My first suggestion would be to make sure you are following the doctor’s orders. Don’t do anything without getting permission first. However once you have cleared all exercises with the doctor you may want to take the following suggestions into consideration.
Prioritize your weakness. If you have an imbalance or weakness it’s very important to focus all of your energy on fixing it. Train it first when you are physically and mentally fresh. If your bicep is weak make it’s the first body part you train at the beginning of your workout. It just wouldn’t make sense to train it at the end of a workout when you are tired and more likely to get injured.
Use unilateral movements. Unilateral movements are exercises that work one side of the body at a time. If your left bicep is weak and you are doing barbell curls that allow both arms to lift the weight together you will never correct the problem because you body will shift and use the strong side to do most of the work. Instead use exercises that force each side of the body to lift the weight independently. Dumbell bicep curls would be a much better choice because both biceps are forced to lift the weight equally.

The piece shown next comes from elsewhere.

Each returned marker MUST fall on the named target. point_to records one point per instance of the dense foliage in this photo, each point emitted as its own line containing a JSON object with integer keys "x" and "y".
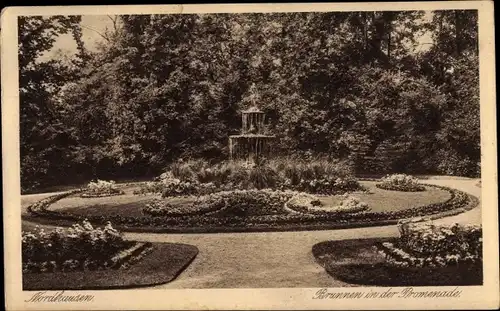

Do not increase the weight until both sides of the body are capable of handling the workload. In my opinion the biggest mistake people make when trying to recover from an injury is trying to lift too much weight. For example if its left bicep that’s weak and you are doing dumbbell curls to strengthen it, don’t add weight until both arm are capable of handling the work load. You may have to hold back a little with the strong arm until the weak arm catches up but the end result will be a stronger more balanced body.
Remember correcting a muscle imbalance will take a little patience. Take it slow and be sure to get permission from your doctor before you resume weight training.